Driven by this enhanced demand, the price of corn has popped skyward--up by 300 percent since 2005, when Congress started to monkey in earnest with ethanol policies. Record corn prices encourage farmers--who are subsidized by the government--to favor corn over other crops. "Generous government subsidies for ethanol and mandatory minimum use of so-called 'renewable' fuels have removed from the world marketplace a quarter of U.S. corn, by far the largest source of this commodity in world markets," write Colin Carter, of the University of California at Davis, and Henry Miller, of Stanford's Hoover Institution. "It is the equivalent of the U.S. government mandating a huge crop failure in the Corn Belt."

But wasn't ethanol going to be the panacea? That was sure how it was sold. While ethanol is taking its lumps now, at least in some quarters, that wasn't the case when promoters were spinning tales of a cure-all through the willing handmaidens in the mass media, in particular through the major television networks. Nathan Burchfiel of the Washington-based Business & Media Institute, has reviewed the scores of such stories in the last couple of years:

   More than 82 percent of the coverage
   of the connection between ethanol
   and food prices failed to mention
   the government's role in creating the
   problem. In fact, much of the early
   coverage was demonstrably positive
   about ethanol's role. In May 2006,
   the NBC Today show praised ethanol.
   Host Katie Couric called it an "easy
   solution" for America's dependence
   on oil. She also called ethanol "the
   wave of the future."

   Dan Rather, once the anchor of
   the CBS Evening News, said on the
   May 7, 2006, 60 Minutes that ethanol
   is "cheaper and cleaner," neither of
   which has turned out to be true. Other
   reports have said ethanol provides
   more horsepower to car engines--like
   a World News Sunday report on
   March 25, 2007. A March 31, 2007,
   NBC Nightly News suggested ethanol
   is "supposed to help rescue America
   from dependence on foreign oil." The
   segment highlighted the benefits increased
   ethanol production held for
   corn farmers....

   As recently as April 11, 2008, ABC's
   20/20 characterized ethanol as a good
   replacement for traditional fuels.

The European Council established an objective of a 10-percent share of biofuels in transport fuel by 2020. The cries of the hungry will not cause the European Union to reconsider, according to a spokesman in late April.

The target may be European vehicles, but it is people elsewhere who are taking an even larger hit--in Asia, for example. As Indur Goklany writes in the New York Post: "What the U.S. ethanol subsidies do for corn, the European Union's biodiesel subsidies do for palm oil. E.U. policies stoke an artificial demand for biodiesel, leading to the clearance of high-biodiversity forests in Malaysia and Indonesia. In both the European Union and the United States, lands previously set aside for nature conservation are once again coming under the plow to meet subsidized biofuel demand."

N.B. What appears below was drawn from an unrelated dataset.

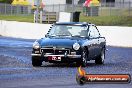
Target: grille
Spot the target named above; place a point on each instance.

One consequence of such policies is to make food too expensive for the poor. Then, with a crisis at hand, the United Nations leaps in with its inevitable share-the-wealth answer: require the better-off nations to hand over more to others. Indeed, there is already a goal at the UN for developed countries to commit 0.7 percent of their national GDP to so-called development assistance.

In practice, this would mean driving up the total of U.S. assistance to foreign nations--already the largest in the world--by around 400 percent. Although this would certainly be expensive, there would be little gain for the poor, certainly not in the long run. More power of course would accrue to the UN, even as more wealth would flow from the United States, which is no doubt the point. The would-be world government would like nothing more than to bite the hand that feeds it.